Quoted companies on the Nigerian stock exchange have in recent times relied on rights issues a way to raise capital. This is especially when you consider that there are other options available to raise capital. Quoted companies also have the option of a public offer, commercial paper, bonds, or even bank debt. Despite these options, most have relied on rights issues as a way of raising capital. Examples are Unilever, Lafarge Wapco, Transcorp, Guinness etc. They have all chosen rights issue as a preferable option.
In this article we will explain why rights issues can be a viable option especially in an economic downturn.
Raising capital can sometimes come at a cost to existing shareholders. Apart from the usual fees and expenses involved, it could mean relinquishing some form of control. For example, if a company goes the debt route, the banks will taken on collateral and in some cases direct the affairs of the company. If it is a public offer, then it means the company will likely add new shareholders thus increasing the number of people who have claims to its earnings. A rights issue however avoids all these pitfalls because it is only sold to existing shareholders of the company. In a rights issue, shares are only sold to existing shareholders based on the existing number of shares they already own. Therefore the risk of dilution is avoided.
Dovetailing from above, right issues are also considered the easiest way to raise capital especially if you want to repay debt. Since the economic crisis that started in 2014, most companies in Nigeria have seen their debt and cost of servicing these debts increase to unbearable levels. Repaying these debt has also become expensive as most investors are wary of the economy. The case of Etisalat and the 13 Nigerian banks is an example. However, if all doors are closed the last resort will always be to go back to existing shareholders who care about the companies to stay afloat.

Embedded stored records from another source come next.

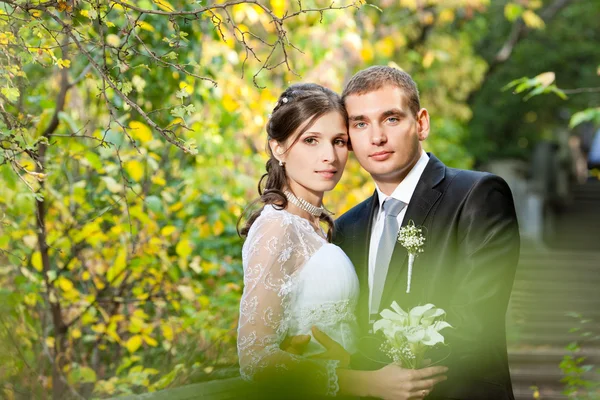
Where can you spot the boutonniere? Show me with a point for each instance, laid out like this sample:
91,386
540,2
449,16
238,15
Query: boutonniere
412,239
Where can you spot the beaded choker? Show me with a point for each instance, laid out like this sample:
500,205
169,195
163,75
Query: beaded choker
304,205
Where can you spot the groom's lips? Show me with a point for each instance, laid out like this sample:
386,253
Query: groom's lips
327,173
381,155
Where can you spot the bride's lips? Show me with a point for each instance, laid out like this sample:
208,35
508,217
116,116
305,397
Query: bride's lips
327,173
381,155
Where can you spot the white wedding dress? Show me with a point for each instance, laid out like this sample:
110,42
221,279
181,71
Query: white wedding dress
293,280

Cheaper Way of Raising Capital
In a bearish stock market, where it will be difficult for a quoted company to raise money through a secondary offer, embarking on a Rights Issue is a cheaper way of raising funds. This is because the costs of preparing a brochure, underwriting commission, press advertising, and other related service costs involved in a new issue of shares are reduced.
Due to the developments in the financial services industry, banks undertake limited lending at very high interest rates which will expose the company to huge financial costs.

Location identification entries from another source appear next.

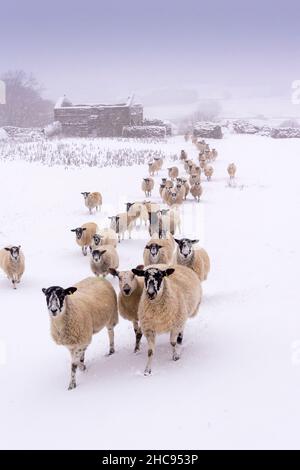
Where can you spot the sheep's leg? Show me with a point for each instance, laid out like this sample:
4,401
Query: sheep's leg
180,338
75,356
138,336
111,336
150,336
84,250
173,340
82,366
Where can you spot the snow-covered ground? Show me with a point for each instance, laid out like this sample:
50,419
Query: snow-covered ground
237,383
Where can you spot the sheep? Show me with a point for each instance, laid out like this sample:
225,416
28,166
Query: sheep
183,155
105,236
208,171
138,210
84,236
103,259
196,259
121,223
166,194
159,162
173,172
170,220
131,288
175,197
155,223
202,161
78,312
147,186
194,178
161,189
187,164
231,170
201,145
159,251
153,168
171,295
151,206
214,154
196,190
12,262
92,200
186,187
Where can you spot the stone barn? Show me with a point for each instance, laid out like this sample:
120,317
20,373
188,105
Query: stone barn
98,120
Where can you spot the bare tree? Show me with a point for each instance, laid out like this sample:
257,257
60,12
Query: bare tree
24,106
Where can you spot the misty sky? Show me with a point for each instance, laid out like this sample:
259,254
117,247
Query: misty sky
93,49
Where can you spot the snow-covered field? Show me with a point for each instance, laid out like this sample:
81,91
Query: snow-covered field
238,381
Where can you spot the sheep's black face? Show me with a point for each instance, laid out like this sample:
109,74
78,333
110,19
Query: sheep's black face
154,249
153,279
97,239
185,246
79,231
96,255
55,298
128,205
14,252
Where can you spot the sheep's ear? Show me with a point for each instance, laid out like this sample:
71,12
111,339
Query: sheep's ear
70,290
140,267
113,272
169,271
138,272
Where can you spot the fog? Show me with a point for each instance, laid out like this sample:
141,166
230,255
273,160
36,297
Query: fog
179,51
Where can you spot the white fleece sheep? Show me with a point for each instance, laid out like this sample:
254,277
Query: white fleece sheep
131,288
147,186
105,236
12,262
170,296
103,259
122,223
196,259
79,312
92,200
231,169
159,251
196,191
84,236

Optimise Balance Sheet and Improve Financial Flexibility
Guinness Nigeria Plc, last year found itself exposed to the challenging operating environment. The company was highly exposed due to its heavy reliance on bank borrowings, which required the payment of huge finance charges worsened as a result of the naira devaluation. Guinness net debt equity ratio jumped from 79.9% to 103.9% as the half year ended Dec 31, 2016.
Earlier this year, a Rights Issue of N40 billion was done to deleverage its balance sheet and reduce the erosion of its earnings through high interest charges.
Fund R&D and Investments
Rights issues are sometimes issued by companies to help increase cashflow, fund research & development, purchase assets or acquire a new company. For example, in a letter to shareholders on how the funds raised from the rights issue will be spent – transcorpnigeria.com/transcorp-lists-rights-issue/
Transcorp Plc stated that funds raised will be mainly used to refinance the company’s investments in the acquisition of Ughelli Power Plc and deepen its play in the hospitality and Oil & Has sector.
Finance Working Capital Needs
Companies can also embark on a Rights Issue to fund working capital needs. UAC of Nigeria Plc proposed a plan for a Rights Issue in May for two of its subsidiaries Grand Cereals Limited and Livestock Feeds. These 2 companies needed working capital support during the procurement season of Nov/Dec which banks may not provide timely as this period coincides with the financial year and of banks, when balance sheet management is important.